Вот еще одно доказательство того, что Слово — диалогично по своей природе, по своему происхождению. Что такое драма? — звучащий, кричащий, молчащий — диалог.
И когда М.М. Бахтин говорит о полифонии Достоевского, он вольно или невольно, осознанно или неосознанно, и выражает, выявляет именно звук. «Полифония» — многозвучие, многоушие, многоглаголение, а вовсе не многоглазие: Слово родил не записыватель, не переписчик, не какой-то там китаец или Гутенберг. Слово родил человек кричащий, кричащий о боли, о спасении, о радости.
Глаз убил ухо… Но и — сохранил «ноты» для уха, для звука, для исполнения — музыкой звучащей. Иосиф Бродский читаемый — одно; слушаемый — другое, совсем другое. Как и Ахматова. Как и… О, зачем же тот человек, изобретший звукозапись, не поторопился родиться во время Пушкина. Если бы мы его услышали, Пушкин сказал бы нам больше, чем все, что мы о нем напридумывали, а поэтому: отдадим себе отчет в том, что свидетельства о Пушкине его современников — это свидетельство людей, единственных и неповторимых, — слушавших, слышавших звучащего, говорящего Пушкина…
А мы лишь пытаемся воскресить Пушкина немого. Вдумаемся, кто отец современной, за пять последних веков прозы — кто? Конечно, Шекспир. Что сие значит? А значит: проза современная родилась из драматургии, из слова театрального, звучащего на людях и к людям — слушающим, а не только смотрящим, — обращенное (это мы сейчас читаем драму Шекспира, а те, счастливцы английские, их слышали, слушали).

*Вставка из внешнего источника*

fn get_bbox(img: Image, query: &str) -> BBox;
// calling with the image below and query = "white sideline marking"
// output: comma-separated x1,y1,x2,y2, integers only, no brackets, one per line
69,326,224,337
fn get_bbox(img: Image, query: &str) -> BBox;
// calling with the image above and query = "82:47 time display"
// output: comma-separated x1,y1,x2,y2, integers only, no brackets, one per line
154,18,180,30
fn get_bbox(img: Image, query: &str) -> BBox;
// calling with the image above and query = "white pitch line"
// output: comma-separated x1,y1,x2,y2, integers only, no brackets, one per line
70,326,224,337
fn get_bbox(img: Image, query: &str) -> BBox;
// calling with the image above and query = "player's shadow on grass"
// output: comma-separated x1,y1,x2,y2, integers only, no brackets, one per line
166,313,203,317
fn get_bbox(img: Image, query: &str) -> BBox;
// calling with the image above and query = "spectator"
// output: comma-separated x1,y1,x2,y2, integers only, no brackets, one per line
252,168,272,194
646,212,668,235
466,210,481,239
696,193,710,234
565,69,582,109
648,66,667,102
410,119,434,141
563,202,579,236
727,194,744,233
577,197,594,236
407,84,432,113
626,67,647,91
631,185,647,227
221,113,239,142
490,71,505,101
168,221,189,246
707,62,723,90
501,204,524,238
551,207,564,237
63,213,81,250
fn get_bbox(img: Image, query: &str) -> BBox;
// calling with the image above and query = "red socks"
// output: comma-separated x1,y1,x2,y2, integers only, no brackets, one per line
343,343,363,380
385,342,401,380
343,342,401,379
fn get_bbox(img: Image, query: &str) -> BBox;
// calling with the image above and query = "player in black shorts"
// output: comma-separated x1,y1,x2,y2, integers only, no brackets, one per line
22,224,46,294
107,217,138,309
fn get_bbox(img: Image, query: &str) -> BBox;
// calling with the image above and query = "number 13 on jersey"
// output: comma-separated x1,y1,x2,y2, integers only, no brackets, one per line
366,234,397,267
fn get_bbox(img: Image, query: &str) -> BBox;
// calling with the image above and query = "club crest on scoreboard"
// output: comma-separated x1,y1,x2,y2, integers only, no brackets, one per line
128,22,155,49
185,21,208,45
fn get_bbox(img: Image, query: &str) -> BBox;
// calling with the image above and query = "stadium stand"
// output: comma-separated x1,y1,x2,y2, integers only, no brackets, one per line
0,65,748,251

Проза вообще родилась из поэзии — звучащей, произносимой, слушаемой (Данте). И то превращение классической прозы в драматургию (звучащее слово, через новейшую технологию, кино, телевидение) и выявляет свою природу. И дело вовсе не в том, чтобы сетовать на эту неумолимую тенденцию, а в том, как ее достойно осуществлять. Она неизбежна. Это второе пришествие Слова.
Музыка — это (очень формально говоря), ну конечно, звук, второе — ритм. И то и другое — выражение, осуществление личности. Как неповторимы отпечатки пальцев каждого человека, так неповторим, еще больше, если так можно сказать, отпечаток его звуков, его голоса.
Ср.: читаемый и слышимый Коржавин — плюс-минус: читаемый он меньше поэт, чем слышимый.
Настоящее покорение женщины — покорение голосом.
Ср.: обаяние слова звучащего и прочитанного.
Речь Достоевского о Пушкине. Невероятный и самый убедительный пример. Предельный пример, быть может. (Конечно, не предельный. Предельный — Христос, апостолы записывали Христа с голоса…) Это был, может быть, самый великий в истории России духовный концерт, который посчастливилось услышать очень немногим, а читателям сей партитуры, сих нот это уже было не дано, хотя… Хотя тут немало зависело и от их звукового, художественного воображения.